Equally as important as the energy benefits are the safety benefits. The sash safety eye will stop the hood from closing if it encounters an object within the path of the sash.

Noteworthy is the fact that the sash height can be easily manually adjusted once the sash has been raised by the sash positioner. From the perspective of user acceptance of this device, we felt that the ease of this activity would be critical.

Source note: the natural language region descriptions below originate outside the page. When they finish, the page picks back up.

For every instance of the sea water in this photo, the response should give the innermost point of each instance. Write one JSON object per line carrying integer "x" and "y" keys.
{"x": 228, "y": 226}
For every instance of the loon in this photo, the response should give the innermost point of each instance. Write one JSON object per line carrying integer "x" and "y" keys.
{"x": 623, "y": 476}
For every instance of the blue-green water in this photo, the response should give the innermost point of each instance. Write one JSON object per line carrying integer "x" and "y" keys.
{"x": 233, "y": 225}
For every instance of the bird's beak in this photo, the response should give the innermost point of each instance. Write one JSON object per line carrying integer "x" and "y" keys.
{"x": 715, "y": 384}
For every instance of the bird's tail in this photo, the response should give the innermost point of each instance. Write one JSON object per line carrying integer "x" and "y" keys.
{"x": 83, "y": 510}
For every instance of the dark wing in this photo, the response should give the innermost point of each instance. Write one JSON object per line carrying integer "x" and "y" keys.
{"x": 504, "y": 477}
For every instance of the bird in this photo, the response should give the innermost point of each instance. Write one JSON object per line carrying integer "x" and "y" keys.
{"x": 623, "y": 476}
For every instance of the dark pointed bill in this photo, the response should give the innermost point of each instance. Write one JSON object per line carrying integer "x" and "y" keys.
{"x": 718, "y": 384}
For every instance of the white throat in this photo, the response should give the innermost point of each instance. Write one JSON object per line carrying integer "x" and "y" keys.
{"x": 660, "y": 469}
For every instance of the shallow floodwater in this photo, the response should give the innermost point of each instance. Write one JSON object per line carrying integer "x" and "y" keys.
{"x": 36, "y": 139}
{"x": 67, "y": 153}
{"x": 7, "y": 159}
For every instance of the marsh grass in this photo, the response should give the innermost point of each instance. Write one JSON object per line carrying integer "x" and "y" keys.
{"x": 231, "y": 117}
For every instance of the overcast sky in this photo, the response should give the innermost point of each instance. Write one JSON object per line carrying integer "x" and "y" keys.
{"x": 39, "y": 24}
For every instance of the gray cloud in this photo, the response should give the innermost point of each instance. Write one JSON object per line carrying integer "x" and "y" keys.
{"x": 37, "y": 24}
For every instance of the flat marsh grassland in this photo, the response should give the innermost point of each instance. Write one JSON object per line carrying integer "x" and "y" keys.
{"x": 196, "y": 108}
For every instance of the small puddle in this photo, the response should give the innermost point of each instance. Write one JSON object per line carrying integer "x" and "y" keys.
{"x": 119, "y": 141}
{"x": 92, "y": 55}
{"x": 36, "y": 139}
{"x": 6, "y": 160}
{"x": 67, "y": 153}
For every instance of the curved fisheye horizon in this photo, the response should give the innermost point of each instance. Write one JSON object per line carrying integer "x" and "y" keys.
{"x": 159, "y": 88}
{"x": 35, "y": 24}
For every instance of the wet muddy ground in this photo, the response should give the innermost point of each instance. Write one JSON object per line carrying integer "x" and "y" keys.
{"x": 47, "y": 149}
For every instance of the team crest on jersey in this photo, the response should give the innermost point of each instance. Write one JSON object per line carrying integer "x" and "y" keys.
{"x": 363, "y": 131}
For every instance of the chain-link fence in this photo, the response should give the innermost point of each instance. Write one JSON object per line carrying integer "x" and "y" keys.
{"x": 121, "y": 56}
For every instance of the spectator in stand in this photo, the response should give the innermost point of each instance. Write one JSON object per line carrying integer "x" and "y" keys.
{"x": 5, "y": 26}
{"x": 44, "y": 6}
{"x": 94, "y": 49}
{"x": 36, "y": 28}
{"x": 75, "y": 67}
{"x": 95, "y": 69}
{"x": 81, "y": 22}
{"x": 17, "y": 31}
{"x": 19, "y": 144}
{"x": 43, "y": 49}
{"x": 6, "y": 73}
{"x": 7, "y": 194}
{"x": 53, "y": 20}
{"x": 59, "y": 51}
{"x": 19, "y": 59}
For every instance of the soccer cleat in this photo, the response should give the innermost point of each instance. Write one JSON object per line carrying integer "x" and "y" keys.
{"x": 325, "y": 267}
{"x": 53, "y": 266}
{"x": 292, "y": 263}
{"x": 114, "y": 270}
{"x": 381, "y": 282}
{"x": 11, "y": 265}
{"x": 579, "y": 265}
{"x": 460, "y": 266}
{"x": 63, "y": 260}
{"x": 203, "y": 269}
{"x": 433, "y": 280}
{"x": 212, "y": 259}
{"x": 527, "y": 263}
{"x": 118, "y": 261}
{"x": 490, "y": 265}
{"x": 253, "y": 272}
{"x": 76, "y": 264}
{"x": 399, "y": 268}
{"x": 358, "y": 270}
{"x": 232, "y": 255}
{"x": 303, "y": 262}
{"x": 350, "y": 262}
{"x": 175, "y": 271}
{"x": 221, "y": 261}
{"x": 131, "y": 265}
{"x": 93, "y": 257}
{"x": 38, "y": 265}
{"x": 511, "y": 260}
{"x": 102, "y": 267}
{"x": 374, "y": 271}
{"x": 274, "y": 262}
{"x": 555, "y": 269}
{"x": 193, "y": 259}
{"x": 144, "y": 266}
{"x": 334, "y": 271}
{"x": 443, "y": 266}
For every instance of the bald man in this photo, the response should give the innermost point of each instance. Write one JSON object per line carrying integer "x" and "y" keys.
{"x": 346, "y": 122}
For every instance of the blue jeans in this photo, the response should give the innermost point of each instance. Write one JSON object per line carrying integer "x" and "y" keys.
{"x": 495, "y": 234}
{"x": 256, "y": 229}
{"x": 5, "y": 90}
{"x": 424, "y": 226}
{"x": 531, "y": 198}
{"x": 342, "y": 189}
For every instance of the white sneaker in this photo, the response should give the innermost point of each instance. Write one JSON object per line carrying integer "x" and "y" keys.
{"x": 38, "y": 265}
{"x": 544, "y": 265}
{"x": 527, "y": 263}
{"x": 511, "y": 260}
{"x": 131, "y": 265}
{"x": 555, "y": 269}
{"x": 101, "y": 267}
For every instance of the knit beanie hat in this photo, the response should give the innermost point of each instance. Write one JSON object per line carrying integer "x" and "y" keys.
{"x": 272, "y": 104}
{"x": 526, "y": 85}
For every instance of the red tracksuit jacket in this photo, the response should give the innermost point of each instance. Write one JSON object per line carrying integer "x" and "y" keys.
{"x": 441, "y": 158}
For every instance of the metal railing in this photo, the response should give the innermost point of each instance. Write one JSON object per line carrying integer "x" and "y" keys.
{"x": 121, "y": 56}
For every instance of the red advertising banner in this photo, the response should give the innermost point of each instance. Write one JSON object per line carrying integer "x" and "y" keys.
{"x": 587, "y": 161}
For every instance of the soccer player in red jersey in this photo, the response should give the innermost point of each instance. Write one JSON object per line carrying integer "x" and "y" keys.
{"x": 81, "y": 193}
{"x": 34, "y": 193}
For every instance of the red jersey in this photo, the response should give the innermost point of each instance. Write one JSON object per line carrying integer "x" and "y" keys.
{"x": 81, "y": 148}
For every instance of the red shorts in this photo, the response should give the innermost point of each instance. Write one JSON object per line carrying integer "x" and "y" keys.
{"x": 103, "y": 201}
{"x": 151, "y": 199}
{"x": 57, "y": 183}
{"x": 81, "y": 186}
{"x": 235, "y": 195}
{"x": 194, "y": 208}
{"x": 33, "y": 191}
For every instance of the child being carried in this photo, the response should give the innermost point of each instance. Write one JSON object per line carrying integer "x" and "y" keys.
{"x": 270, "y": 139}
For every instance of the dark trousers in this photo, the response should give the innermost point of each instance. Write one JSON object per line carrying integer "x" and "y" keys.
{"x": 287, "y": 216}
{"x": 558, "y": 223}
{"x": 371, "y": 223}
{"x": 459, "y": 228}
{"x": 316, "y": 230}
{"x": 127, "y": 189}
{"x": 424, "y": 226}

On a more general level, with the installation of these devices on a larger scale, we will begin to operate our system very close to the sum of the minimum exhaust volumes of our fume hoods. We anticipate:

  • Improved safety associated with closed hoods
  • Reduced energy consumption associated with reduced exhaust volumes
  • Reduction in demand on the physical plant infrastructure


James Wood graduated from Kean University with a B.S. degree in Industrial Technology, after serving in the U.S. Army. He holds steam and refrigeration licenses to operate high-pressure steam systems or refrigeration systems of any horsepower or tonnage respectively. He was Assistant Director of Maintenance at St. Barnabas Medical Center in New Jersey before joining Wyeth as Chief Engineer at the Wyeth Princeton site. Presently James is Director of Plant Operations, responsible for maintenance, utilities and energy, and laboratory and infrastructure renovation and construction projects. He was Wyeth's Energy Manager of the Year in 2003. He is an Association of Energy Engineers Certified Energy Manager and a member of the International Facility Management Association.